ST. PETERSBURG — Joel Lanning has the unique distinction of being listed as an "LB/QB" on the West roster for Saturday's East-West Shrine Game at Tropicana Field.
And while the former Iowa State star spent the entire practice at middle linebacker Monday afternoon, on the final play of practice he stepped in at quarterback on a goal-line play with much on the line at St. Petersburg High School. Score, and the defensive players and coaches all had to do 10 pushups; fail to do so, the offense had the honors.
Lanning's pass went incomplete in the end zone, but he may very well have done the pushups either way. The 6-foot-2, 230-pound prospect knows his future is on defense, but his offensive roots continue to help him out.
"It slows the game down for you," said Lanning, who threw 19 touchdowns as Iowa State's quarterback in 2015-16 then switched to linebacker and had 114 tackles as a senior. "Playing quarterback, you have to see things pretty quick when things are flying all around you.

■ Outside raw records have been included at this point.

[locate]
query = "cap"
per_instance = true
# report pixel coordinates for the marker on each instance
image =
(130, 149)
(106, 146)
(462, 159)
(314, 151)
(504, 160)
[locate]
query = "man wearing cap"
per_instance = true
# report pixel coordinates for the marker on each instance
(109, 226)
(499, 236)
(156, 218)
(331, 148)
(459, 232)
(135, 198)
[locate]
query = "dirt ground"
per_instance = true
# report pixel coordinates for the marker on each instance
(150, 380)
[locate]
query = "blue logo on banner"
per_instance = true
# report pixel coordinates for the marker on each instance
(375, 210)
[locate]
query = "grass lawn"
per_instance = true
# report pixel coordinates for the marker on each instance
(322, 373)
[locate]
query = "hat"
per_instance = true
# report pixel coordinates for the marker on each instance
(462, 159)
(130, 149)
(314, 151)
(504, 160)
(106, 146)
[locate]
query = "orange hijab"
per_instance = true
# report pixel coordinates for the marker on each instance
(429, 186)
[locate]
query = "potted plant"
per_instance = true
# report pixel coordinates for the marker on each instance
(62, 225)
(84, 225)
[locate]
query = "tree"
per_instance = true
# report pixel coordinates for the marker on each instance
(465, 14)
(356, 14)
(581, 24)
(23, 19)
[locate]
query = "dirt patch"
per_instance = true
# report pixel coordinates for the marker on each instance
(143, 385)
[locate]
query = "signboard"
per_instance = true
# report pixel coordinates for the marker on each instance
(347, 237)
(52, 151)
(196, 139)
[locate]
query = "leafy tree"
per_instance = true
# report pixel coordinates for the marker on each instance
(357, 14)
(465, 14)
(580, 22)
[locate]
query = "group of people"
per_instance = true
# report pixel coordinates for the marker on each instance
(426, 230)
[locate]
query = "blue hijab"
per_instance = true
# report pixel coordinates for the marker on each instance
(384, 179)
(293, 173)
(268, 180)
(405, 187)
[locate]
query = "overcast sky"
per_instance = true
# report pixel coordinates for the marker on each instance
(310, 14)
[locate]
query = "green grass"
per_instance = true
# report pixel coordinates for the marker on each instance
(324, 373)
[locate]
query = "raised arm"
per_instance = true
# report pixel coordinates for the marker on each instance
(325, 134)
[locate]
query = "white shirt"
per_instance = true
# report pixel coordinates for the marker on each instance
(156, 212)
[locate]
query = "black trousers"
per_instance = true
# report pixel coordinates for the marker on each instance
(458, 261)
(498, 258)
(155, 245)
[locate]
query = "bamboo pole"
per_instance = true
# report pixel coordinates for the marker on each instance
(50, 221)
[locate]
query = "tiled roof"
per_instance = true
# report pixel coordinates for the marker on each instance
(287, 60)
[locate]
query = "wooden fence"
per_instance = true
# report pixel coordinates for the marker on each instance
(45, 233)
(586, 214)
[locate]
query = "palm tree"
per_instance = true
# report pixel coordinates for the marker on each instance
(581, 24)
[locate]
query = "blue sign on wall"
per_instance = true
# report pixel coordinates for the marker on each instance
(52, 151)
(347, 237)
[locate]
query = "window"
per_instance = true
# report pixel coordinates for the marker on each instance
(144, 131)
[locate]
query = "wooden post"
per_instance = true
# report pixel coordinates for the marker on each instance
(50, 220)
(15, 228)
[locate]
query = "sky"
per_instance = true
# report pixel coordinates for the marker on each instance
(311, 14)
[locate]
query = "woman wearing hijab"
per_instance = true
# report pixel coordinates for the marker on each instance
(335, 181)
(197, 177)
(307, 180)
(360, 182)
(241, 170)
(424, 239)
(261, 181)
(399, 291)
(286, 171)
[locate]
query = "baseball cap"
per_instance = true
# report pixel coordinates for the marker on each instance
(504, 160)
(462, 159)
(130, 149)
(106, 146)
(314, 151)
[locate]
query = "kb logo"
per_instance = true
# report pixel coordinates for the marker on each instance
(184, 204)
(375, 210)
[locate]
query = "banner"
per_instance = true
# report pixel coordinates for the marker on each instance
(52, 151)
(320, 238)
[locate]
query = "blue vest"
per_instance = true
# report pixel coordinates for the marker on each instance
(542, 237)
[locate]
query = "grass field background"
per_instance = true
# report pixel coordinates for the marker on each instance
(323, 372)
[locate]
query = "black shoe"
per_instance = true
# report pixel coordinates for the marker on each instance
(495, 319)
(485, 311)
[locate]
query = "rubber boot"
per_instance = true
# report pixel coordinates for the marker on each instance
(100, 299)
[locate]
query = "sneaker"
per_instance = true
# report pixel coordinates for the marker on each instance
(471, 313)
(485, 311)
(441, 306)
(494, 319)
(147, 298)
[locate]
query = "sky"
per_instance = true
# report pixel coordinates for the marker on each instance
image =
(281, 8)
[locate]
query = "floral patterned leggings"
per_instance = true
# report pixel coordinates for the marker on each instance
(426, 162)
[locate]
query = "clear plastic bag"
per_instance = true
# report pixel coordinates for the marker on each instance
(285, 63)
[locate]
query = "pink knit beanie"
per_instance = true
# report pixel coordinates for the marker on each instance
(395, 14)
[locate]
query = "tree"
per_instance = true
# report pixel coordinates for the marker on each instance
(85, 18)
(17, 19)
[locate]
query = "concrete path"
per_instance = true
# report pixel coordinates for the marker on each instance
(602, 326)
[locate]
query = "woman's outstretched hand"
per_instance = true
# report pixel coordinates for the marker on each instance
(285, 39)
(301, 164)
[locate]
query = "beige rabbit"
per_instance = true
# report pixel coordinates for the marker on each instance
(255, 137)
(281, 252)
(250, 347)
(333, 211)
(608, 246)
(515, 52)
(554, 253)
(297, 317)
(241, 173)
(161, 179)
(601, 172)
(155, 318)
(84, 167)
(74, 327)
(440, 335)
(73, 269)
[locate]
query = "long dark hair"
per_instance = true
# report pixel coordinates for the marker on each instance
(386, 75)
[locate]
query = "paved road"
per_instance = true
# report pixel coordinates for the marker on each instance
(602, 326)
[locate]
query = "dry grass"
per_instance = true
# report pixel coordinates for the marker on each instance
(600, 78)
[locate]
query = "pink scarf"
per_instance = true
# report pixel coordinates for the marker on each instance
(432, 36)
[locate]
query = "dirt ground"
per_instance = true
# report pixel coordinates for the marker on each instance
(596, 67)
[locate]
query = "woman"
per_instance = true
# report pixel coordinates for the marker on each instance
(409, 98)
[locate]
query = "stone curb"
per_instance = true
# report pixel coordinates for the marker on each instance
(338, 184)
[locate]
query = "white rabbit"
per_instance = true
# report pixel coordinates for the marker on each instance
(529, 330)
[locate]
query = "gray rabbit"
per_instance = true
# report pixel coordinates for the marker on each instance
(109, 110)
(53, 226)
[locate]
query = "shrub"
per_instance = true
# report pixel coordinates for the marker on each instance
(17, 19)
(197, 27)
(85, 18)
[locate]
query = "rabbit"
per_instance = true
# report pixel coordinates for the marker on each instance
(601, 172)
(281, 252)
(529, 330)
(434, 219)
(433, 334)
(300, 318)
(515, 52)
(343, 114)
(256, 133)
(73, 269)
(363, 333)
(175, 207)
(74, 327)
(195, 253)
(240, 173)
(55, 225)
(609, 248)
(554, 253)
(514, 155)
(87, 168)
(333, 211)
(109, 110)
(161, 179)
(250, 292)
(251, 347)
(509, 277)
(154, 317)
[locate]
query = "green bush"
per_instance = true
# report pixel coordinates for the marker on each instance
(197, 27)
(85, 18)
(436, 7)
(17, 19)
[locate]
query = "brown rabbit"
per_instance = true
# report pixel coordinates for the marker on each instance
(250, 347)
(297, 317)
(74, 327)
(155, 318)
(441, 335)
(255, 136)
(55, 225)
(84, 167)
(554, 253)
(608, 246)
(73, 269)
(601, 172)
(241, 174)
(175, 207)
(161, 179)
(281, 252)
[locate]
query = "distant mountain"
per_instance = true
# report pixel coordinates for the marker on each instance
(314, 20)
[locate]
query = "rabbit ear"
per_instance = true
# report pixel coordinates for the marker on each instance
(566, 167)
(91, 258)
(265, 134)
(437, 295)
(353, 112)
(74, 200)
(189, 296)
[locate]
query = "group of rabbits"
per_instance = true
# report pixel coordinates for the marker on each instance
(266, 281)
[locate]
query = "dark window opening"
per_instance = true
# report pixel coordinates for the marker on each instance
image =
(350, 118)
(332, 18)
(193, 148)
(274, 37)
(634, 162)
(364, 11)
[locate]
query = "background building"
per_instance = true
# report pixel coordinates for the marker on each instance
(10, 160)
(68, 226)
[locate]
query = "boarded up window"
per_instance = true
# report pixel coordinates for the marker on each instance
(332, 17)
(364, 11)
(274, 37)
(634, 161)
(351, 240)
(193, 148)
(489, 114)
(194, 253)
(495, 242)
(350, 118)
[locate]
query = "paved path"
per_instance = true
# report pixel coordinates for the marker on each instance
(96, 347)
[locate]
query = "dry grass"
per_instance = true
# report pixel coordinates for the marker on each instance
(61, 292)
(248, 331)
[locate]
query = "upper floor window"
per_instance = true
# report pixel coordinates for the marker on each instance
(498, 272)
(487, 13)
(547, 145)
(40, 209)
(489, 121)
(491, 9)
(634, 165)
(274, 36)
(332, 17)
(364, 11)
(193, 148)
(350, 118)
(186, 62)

It definitely helps — at linebacker, you can just relax and clue in on your keys."
Lanning, 23, played both positions in Iowa State's upset of then-No. 3 Oklahoma in October, rushing nine times for 35 yards, completing two passes for another 25 and registering eight tackles on defense, including a sack of Heisman Trophy winner Baker Mayfield.
Lanning, who graduated this spring with a degree in liberal studies, threw for a touchdown and ran for another in a close loss to Oklahoma State while getting five tackles on defense. He played some on both sides in the Cyclones' upset of No. 4 TCU.
"I'm very grateful for that opportunity. Not a lot of people get to do that in college," Lanning said of his rare two-way flexibility as a senior. "I'm blessed and glad I got to do it."
Former Raiders assistant Bobby Johnson, who is serving as West head coach this week, said Lanning's experience on one side of the ball gives him a perspective and intelligence that most linebackers can't bring to the game.
"He has a high football IQ — he's sharp, and he's a really high-character guy," Johnson said. "Anybody who can do what he did, to play the amount of snaps, to go to Oklahoma and beat Oklahoma playing linebacker and quarterback, that's a special player. What it's done is given him an understanding of what offenses are trying to do, and any time you have a clue about what they might be doing as a defender, it gives you a jump and allows you to play faster. Today he seemed like he was going to the play before it was snapped."
Lanning, who has not been invited to the NFL combine, is working out in South Florida to improve his speed and other measurables in the next three months before the NFL draft.
He wouldn't rule out a cameo sendoff Saturday at Tropicana Field but understands his two-way football time may be in its final week. He hopes a strong showing here can help him settle in on defense in the NFL.
"I'm just trying to be the best linebacker I possibly can," he said.